Viewing a single comment thread. View all comments

Tanglemix t1_iw8deqf wrote

I just searched for 'A Dragon fighting a warrior' on the Lexica site and then typed the same search term into google image search. ( is a library of AI art)

What you find is a continumm with some truly incoherent images at one end and some brilliant images at the other. For some of that progression I would say that the human made images and the AI made images overlap- are of equal quality and coherence.

But at a certain point the best of the human made Art does stand out as clearly superior, but not because it is better in terms of technique- at least not mainly.

What does distinguish the best human art is the way that the images have been structured and composed. Where AI seems to fail at present is in it's ability to tell the story of the image in a strong coherent way- and this same failing is often seen in the work of non professional human artists too.
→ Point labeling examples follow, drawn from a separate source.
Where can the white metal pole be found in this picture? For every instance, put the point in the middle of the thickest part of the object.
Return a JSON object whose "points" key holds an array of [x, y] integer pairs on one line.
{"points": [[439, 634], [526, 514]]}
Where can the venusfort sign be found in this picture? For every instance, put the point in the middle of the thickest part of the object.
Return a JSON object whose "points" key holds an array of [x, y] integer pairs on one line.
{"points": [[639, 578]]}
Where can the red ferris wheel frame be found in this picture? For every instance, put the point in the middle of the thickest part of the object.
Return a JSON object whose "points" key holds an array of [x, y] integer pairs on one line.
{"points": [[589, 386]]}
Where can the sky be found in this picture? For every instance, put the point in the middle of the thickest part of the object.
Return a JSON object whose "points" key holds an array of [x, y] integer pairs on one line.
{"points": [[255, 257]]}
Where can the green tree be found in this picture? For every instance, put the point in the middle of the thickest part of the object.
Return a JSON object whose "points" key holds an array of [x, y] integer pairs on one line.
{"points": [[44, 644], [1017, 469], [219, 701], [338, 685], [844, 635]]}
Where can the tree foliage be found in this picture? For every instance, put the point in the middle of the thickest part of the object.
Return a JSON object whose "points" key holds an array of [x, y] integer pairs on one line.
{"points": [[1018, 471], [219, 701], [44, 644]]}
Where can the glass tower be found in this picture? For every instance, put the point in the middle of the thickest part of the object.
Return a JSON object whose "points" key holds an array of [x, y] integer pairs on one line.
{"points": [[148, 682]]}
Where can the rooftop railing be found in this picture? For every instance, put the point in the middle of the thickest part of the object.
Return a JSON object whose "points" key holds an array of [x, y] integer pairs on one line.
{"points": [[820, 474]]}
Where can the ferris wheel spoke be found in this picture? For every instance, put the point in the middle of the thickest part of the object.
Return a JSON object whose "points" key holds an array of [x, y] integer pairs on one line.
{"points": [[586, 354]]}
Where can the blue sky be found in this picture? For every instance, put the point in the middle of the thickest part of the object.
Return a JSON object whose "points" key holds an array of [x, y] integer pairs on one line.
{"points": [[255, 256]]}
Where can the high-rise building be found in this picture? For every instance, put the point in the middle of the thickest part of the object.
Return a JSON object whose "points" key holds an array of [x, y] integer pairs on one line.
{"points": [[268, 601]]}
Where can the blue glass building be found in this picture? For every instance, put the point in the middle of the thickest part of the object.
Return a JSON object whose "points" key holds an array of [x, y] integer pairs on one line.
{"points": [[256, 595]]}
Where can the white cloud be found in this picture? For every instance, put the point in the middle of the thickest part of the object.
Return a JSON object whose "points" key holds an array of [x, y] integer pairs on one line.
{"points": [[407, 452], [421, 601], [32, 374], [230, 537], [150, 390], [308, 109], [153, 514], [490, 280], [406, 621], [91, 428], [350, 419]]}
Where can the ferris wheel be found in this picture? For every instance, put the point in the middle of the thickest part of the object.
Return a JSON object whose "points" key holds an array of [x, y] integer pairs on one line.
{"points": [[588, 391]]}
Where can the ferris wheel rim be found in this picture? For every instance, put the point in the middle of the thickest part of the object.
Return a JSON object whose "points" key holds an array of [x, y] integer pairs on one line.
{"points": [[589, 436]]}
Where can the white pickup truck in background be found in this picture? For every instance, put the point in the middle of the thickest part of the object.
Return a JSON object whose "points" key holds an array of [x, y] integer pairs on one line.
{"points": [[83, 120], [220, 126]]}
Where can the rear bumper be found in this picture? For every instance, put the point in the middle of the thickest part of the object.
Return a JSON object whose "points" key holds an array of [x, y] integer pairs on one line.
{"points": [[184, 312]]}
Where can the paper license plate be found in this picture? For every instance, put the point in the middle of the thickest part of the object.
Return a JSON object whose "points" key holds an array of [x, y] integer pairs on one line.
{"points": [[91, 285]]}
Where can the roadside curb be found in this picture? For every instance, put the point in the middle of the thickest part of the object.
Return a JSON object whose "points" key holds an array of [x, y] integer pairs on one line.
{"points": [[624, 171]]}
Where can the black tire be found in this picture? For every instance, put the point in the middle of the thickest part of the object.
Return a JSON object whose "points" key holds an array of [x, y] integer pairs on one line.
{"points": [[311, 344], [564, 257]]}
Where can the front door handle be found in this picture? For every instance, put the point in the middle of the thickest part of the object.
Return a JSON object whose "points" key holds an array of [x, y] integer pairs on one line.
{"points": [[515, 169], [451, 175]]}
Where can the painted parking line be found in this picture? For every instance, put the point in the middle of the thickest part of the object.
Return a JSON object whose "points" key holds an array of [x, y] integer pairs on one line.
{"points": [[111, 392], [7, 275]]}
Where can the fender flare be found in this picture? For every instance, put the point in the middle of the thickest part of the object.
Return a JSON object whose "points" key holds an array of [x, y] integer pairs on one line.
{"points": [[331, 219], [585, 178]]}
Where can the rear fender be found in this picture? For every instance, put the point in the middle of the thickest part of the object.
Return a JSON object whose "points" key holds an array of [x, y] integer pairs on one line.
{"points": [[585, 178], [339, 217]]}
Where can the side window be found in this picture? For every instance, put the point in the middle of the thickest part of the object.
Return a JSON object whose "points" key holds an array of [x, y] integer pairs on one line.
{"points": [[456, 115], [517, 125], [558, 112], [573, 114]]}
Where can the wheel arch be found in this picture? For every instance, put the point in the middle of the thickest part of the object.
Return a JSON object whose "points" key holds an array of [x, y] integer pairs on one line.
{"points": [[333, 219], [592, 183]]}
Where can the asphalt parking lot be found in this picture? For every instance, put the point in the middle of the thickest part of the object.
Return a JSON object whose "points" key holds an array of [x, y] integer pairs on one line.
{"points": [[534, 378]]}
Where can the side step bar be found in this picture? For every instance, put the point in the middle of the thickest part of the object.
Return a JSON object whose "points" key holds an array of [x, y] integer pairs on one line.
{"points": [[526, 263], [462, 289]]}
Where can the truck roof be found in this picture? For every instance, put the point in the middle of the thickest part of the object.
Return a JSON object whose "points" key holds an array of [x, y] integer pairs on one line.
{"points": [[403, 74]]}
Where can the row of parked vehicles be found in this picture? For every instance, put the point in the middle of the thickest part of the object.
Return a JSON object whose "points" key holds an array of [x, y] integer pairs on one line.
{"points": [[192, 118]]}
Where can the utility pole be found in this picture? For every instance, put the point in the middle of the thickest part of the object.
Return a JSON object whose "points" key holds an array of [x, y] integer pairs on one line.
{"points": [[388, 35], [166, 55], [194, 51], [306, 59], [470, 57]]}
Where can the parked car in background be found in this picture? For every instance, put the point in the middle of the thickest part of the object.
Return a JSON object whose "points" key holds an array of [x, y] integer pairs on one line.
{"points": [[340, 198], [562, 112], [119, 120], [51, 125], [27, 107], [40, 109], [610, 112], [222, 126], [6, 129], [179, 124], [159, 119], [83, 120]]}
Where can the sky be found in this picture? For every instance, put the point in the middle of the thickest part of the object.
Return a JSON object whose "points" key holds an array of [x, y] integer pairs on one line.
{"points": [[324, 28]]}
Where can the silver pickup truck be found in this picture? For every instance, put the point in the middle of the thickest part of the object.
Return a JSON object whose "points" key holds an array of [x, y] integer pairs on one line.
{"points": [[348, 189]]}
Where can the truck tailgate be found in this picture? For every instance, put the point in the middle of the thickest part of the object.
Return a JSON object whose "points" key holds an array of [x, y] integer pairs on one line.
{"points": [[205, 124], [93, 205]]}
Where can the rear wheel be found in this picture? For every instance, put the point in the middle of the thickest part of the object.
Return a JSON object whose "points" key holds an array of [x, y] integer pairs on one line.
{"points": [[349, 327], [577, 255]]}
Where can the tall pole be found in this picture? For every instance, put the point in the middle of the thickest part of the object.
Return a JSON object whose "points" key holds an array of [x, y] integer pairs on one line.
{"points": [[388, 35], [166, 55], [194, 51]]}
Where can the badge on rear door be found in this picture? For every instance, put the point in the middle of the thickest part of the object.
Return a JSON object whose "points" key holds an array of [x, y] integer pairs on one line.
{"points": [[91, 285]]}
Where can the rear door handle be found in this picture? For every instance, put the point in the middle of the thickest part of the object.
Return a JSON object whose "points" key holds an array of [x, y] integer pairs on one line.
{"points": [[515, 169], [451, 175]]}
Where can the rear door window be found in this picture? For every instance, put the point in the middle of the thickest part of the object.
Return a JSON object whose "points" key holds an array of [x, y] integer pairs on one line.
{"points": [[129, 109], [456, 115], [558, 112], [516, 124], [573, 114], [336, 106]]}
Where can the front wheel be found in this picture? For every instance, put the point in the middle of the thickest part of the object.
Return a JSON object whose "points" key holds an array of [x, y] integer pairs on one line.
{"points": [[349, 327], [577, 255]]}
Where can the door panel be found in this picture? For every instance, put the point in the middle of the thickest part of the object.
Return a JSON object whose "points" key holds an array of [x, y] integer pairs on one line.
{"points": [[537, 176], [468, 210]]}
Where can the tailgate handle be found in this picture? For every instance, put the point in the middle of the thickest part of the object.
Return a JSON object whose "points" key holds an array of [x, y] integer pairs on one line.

It's not clear to me how any evolution of the current AI generators solves this problem, because the domain involved is non verbal. So no degree of refinement in the language model will grant access or control to this level of the image creation process.

There are aspects of image creation that rely on shared cultural understandings to be effective, so you would need a different kind of AI to solve this problem, one that understood that the simple term 'A Dragon fighting a Warrior' is a narrative idea that might involve such subtle concerns as the 'eye lines' between the protagonists (do they seem to be looking at each other?) the ways in which their individual postures and gestures interact to describe the nature of their relationship to each other ( Are they together? Or are they in opposition to each other?) And these concerns multiply exponentially as the scene becomes more complex and more characters and elements are added to the mix.

It seems to me that something approaching a true AGI would need to be involved if these kinds of concerns are to be addressed by AI Art. But I'm no expert, so I'd be interested if anyone thinks this is wrong- do the current models have the ability to incorporate these kinds of abstract concerns in their output?